She was also found guilty of attempting to murder Ian Wilkinson, Heather’s husband, who survived the meal. It wasn’t disputed that Patterson served the mushrooms or that the pastries killed her guests. The jury was required to decide whether she knew the lunch contained death caps, and if she intended for them to die.
The guilty verdicts, which were required to be unanimous, indicated jurors rejected Patterson’s defence that the presence of the poisonous fungi in the meal was a terrible accident, caused by the mistaken inclusion of foraged mushrooms that she didn’t know were death caps.
Prosecutors didn’t offer a motive for the killings, but during the trial highlighted strained relations between Patterson and her estranged husband and frustration that she had felt about his parents in the past.
The case turned on the question of whether Patterson meticulously planned a triple murder or accidentally killed three people she loved, including her children’s only surviving grandparents.

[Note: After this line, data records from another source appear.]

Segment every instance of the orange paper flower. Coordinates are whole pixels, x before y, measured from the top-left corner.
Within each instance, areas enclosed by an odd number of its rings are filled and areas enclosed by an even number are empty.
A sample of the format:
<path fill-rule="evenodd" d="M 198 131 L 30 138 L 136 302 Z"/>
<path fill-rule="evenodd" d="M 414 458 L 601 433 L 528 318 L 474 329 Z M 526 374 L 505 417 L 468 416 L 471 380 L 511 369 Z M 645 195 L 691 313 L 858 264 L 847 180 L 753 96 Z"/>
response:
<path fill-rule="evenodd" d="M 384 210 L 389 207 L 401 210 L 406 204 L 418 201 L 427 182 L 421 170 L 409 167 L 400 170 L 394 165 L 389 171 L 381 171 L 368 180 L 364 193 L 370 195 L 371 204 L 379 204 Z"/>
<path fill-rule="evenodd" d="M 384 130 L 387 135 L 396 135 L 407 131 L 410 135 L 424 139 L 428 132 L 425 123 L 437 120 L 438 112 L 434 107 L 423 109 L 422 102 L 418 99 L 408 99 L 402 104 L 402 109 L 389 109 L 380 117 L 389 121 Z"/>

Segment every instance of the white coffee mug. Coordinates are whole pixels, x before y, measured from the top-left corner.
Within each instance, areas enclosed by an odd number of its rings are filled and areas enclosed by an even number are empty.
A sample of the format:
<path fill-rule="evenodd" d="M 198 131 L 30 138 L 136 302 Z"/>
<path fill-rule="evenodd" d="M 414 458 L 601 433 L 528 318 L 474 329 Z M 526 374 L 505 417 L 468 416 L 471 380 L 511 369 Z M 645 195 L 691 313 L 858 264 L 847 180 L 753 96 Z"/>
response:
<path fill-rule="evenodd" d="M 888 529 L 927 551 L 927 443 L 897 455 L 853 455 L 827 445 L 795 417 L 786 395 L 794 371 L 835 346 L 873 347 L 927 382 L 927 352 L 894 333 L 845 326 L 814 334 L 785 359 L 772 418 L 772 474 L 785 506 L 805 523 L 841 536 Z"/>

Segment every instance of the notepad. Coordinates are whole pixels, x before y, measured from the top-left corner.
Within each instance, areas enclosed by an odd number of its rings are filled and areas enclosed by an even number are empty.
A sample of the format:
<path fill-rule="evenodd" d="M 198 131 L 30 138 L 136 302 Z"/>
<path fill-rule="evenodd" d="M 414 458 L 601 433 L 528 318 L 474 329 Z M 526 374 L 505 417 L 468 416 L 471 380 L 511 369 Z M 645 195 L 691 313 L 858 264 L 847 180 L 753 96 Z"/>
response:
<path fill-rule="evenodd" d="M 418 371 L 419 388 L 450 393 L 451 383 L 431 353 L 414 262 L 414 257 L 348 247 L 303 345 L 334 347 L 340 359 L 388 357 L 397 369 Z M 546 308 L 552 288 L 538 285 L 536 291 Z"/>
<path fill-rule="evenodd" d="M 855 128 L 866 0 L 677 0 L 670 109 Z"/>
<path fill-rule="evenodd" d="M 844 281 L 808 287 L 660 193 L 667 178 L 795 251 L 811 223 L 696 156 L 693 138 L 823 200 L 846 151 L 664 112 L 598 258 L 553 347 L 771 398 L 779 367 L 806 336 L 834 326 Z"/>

Her lawyers said she had no reason to do so — she had recently moved to a beautiful new home, was financially comfortable, had sole custody of her children and was due to begin studying for a degree in nursing and midwifery.
But prosecutors suggested Patterson had two faces — the woman who publicly appeared to have a good relationship with her parents-in-law, while her private feelings about them were kept hidden. Her relationship with her estranged husband, Simon Patterson, who was invited to the fatal lunch but didn’t go, deteriorated in the year before the deaths, the prosecution said.